In the San Francisco Bay Area she worked in architecture and ecological textile design, honing her environmental values and educating her eye to the juxtaposition of man-made shapes and natural forms. After a decade and a half in California she migrated to the Pacific Northwest, and now lives along the shoreline of Discovery Bay near Port Townsend Washington, again surrounded by an ever-present natural landscape. Her past experience have heightened her awareness of this naturally blessed region’s struggle to find balance between its increasing population and development and its preservation of wild places.
Hackenberg has exhibited extensively in museums and galleries around the Northwest and across the nation, including an ocean-themed exhibition Beneath the Surface: Rediscovering a World Worth Conserving at the American Association for the Advancement of Science headquarters in Washington DC, and in a solo show at the Bainbridge Island Museum of Art, where she was interviewed by art critic Gary Faigin for a live-audience podcast.

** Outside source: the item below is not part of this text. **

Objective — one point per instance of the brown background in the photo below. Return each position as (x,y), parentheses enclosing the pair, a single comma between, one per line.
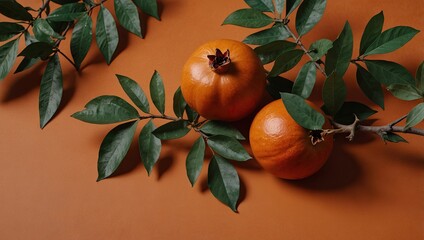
(367,190)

In Neo-Naturalists, a group exhibition at the Museum of Northwest Art, Hackenberg participated in a panel discussion on the topic of climate change along with fellow artists and prominent NOAA scientists.
Her green sensibility has been prized by many private collectors and has earned a place in numerous permanent public collections including the New York State Museum in Albany and Providence Medical Center near Seattle.
Five of her paintings were recently purchased for the Washington State Art Collection, and are also included in the Bainbridge Island Museum of Art. She was awarded an Artist Trust (Seattle) GAP grant to turn her Watershed series into a limited edition bound book by Marquand Editions and Paper Hammer.
Hackenberg has attended many artist residencies, including IslandWood: School in the Woods, where she develops her own artwork and shares her love of art and preservation of nature with the children of the Seattle area communities.